SEMPRE SULLA NARRATIVA IN VERSI

 Per proseguire a discorrere della narrativa in versi ho piacere di raccontare come abbia avuto un periodo (negli anni precedenti e successivi il 2010) nel quale ho scritto solo in questa forma stilistica. 

 APPUNTAMENTO CON IL NOTAIO è stato pubblicato prima da Vibrisse libri nel 2007 (artefice Giulio Mozzi) e dopo, nel 2009, da Lorenzo Barbera editore (casa editrice non più esistente). In seguito ho scritto GRANDE MAGO, CASA AL MARE, LO SCOGLIO DEL BERSAGLIERE e TACNA,  tutti romanzi brevi di 120.000 battute. L'ultimo, scritto molto dopo i primi 5, è stato AUTODAFE' DI UNA MOGLIE, che è stato giudicato interessante dall'editore VENTURA di Senigallia e che verrà pubblicato nel prossimo mese di ottobre

Mi piace fornire degli estratti da CASA AL MARE, uno dei lavori in versi che, insieme a GRANDE MAGO, forse più mi ha impegnato.
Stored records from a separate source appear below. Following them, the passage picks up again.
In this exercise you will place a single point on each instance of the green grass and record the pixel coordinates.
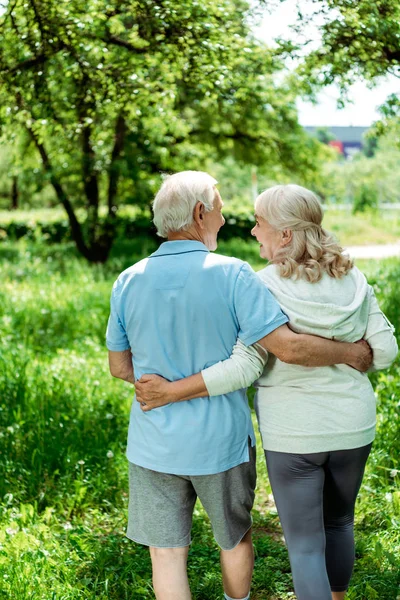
(63, 426)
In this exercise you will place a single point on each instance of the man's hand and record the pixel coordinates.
(362, 356)
(152, 391)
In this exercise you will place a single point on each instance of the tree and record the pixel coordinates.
(113, 92)
(359, 40)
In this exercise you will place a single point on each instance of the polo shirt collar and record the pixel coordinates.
(180, 247)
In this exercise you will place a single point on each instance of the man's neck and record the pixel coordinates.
(192, 236)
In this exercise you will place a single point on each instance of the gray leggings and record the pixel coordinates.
(315, 496)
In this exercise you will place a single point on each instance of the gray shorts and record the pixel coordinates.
(161, 505)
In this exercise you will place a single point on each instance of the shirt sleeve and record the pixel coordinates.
(244, 366)
(257, 311)
(380, 336)
(116, 338)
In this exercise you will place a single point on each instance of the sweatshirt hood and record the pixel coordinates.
(332, 308)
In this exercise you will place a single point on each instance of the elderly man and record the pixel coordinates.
(174, 313)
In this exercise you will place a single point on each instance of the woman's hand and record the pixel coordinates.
(153, 391)
(363, 359)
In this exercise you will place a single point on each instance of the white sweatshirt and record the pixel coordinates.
(305, 409)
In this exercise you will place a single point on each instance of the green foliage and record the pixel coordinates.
(112, 93)
(63, 488)
(366, 199)
(358, 40)
(364, 180)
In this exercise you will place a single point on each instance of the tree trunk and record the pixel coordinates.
(14, 193)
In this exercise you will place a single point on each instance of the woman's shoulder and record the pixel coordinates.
(269, 272)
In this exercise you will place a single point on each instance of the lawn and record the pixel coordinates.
(63, 425)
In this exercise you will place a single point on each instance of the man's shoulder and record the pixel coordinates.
(130, 272)
(219, 260)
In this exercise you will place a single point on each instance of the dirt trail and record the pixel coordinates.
(382, 251)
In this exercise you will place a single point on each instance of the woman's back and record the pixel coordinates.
(304, 409)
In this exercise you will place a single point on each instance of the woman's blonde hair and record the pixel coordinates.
(312, 250)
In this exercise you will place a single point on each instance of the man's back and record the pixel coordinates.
(182, 310)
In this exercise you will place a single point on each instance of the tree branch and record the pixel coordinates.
(114, 171)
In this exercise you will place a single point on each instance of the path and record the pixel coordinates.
(382, 251)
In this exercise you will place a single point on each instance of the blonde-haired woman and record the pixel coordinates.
(317, 424)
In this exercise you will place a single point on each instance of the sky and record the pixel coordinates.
(363, 109)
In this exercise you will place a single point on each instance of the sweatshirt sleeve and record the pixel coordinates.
(244, 366)
(380, 336)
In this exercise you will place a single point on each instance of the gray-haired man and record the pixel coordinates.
(174, 313)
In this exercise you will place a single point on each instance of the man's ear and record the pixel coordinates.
(287, 236)
(198, 214)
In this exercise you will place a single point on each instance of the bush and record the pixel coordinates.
(54, 229)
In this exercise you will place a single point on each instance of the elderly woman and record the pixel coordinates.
(317, 424)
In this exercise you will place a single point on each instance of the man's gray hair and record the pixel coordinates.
(174, 203)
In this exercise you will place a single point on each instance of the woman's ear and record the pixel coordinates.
(287, 236)
(198, 214)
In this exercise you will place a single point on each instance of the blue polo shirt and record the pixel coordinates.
(181, 310)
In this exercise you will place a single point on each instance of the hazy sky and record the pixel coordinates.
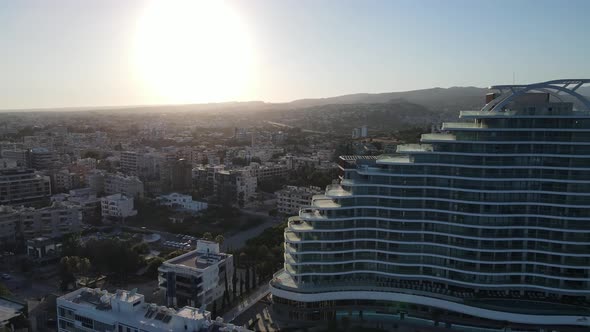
(84, 53)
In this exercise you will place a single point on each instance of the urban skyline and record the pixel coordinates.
(140, 52)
Sono tre pezzi, scelti in parti diverse del romanzo, che trattano alcuni momenti della crescita della figlia del protagonista e io narrante

Ha ancora il ciuccio, il naso che cola in continuazione, graffi sulle mani.

Quando era piccola la facevate morire di attenzioni,

ansie smisurate per un centimetro quadro di pelle arrossata,

con tua madre, non ti ricordi?   La guardiana dell’ortodossia pediatrica.
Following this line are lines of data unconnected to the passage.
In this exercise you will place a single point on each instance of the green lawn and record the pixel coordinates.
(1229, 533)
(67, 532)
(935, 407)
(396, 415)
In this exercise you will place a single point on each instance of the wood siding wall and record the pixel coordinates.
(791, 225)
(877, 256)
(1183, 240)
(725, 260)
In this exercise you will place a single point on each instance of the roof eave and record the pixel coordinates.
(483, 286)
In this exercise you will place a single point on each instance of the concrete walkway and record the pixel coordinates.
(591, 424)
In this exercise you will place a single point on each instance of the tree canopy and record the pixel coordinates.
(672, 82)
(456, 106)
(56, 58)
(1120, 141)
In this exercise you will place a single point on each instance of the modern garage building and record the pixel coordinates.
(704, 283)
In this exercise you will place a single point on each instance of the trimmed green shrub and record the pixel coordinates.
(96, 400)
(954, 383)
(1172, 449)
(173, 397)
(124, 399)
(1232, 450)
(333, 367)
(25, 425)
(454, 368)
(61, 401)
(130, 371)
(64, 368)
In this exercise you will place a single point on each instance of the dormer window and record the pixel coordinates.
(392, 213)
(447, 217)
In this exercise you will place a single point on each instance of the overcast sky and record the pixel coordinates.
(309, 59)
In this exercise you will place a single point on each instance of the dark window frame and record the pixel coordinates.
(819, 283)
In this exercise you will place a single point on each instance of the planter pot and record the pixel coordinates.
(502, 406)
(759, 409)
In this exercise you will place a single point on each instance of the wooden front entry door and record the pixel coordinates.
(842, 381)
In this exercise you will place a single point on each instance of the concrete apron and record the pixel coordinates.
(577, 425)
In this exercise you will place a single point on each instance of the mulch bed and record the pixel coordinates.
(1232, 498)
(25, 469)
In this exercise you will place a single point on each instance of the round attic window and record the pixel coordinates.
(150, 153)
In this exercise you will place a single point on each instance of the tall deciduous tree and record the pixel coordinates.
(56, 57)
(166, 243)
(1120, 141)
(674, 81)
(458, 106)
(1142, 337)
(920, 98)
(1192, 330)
E  adesso?   Vi va tutto bene?    Che è questa rivoluzione?

La bimba è seduta per terra sotto il tavolo della cucina,

un drappello di dragoni insegue un manipolo di barbie.

Affaccendata, silenziosa, ogni tanto mormora “santa madonna”.

Non vorrei intromettermi, ma sei sicura di tutto questo?



La bimba è diventata una ragazza.   Scuola elementare, scuola media.

E’ bassottina, silenziosa, il ciuccio l’ha buttato,

credo poco prima di iniziare a fumare.

L’ho scoperto di sabato, entrando nella latteria sotto casa,

non l’ho riconosciuta, mi impediva il passaggio, mi scusi.

Papà, sono io.  Ho visto subito la sigaretta,

non ha fatto nulla per nascondersi.

Ma quanti anni hai?   Tredici, papà, dovresti saperlo.

Fuma con voluttà, non ha paura, regge il mio sguardo allibito.

Papà, qualcosa che non va?     Niente, davvero, niente, scusami.

Ho chiesto subito alla madre, avevamo i primi telefoni cellulari,

se sapeva che la figlia fumava.     Sì, forse  me lo ha detto,

tanto, cosa vuoi farci, se fuma fuma, meglio che farsi di eroina



In piedi, in corridoio, saluta la mamma

e i nonni,  mi ignora, si volta, verso la sua camera.

No, cara mia.   La tengo per un braccio, un osso spolpato.

Cristo come sei magra figlia mia.   Gli occhi appannati, sbadiglia.

Papà, lasciami, voglio andare a dormire.

Non dichiaro, come avevo stabilito,

che per quanto mi riguarda può anche morire,

che la sua stupidità è senza limiti,

che mi adopererò in ogni modo per riparare a quel danno

e che per prima cosa da me non riceverà più un soldo.

Non risponde, si chiude accuratamente in camera,

via, subito, con la musica,

un suono penetrante, frusciante,

aria compressa fuggita, senza ritmo,

larga, diffusa, schiacciata sulle pareti.